Dan beliau sudah menggeluti bidang ekspor ini sekitar 3 tahunan lalu, sebelumnya beliau melalui pelabuhan Tanjung Balai melakukan ekspor asam gelugur ke Malaysia, akan tetapi tidak bertahan lama.
Akhirnya saat bertemu dengan mitranya di Surabaya dia melakukan ekspor Porang ini dan sejak menggeluti Porang ini pasarnya sangat bagus, sebut Mukhlis.

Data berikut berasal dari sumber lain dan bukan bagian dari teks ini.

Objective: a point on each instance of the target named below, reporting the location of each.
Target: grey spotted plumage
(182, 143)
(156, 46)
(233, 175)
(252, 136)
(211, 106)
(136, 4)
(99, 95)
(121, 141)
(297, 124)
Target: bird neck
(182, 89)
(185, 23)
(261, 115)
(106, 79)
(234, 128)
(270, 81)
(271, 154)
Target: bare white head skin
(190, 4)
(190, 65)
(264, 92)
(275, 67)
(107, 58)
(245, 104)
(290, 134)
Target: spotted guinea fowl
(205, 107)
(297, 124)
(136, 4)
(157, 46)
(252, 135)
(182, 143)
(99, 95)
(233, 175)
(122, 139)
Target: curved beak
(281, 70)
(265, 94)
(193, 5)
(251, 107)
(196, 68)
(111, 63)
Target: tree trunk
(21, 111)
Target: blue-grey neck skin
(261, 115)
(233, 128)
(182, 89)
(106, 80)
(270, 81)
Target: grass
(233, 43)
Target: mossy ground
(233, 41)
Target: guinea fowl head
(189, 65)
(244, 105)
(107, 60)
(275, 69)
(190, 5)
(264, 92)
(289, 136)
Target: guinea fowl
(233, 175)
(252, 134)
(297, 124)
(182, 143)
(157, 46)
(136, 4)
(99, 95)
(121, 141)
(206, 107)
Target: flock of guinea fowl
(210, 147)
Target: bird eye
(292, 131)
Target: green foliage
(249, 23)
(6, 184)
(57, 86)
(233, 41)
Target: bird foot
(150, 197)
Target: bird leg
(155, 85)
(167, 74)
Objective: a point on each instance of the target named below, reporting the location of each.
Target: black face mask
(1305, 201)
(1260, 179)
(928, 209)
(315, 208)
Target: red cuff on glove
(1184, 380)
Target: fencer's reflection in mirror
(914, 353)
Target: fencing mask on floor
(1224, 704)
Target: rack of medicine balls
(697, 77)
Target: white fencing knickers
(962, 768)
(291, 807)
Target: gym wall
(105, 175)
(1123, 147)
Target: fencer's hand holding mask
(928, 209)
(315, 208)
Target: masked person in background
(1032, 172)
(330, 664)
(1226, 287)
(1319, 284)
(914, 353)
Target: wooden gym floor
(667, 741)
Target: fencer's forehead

Untuk memenuhi kebutuhan pasar Porang ini, pihaknya sudah menjajaki di tujuh Kabupaten, yakni Kabupaten Batubara, Simalungun, Asahan, Labuhan Batu, Labusel, Labura dan kini di Labura mereka sudah memiliki home industri pengolahan Porang dalam bentuk gaplek yang siap untuk diekspor. Kapasitas home industri ini mampu menghasilkan 8 Ton/hari.
“Kebutuhan Pasar Porang sekarang ini diperlukan 70 Ton/hari untuk memenuhi Pasar luar negeri, sehingga kita membutuhkan lahan seluas 200 hektar”, ungkap Ketua Dewan UKM Labura.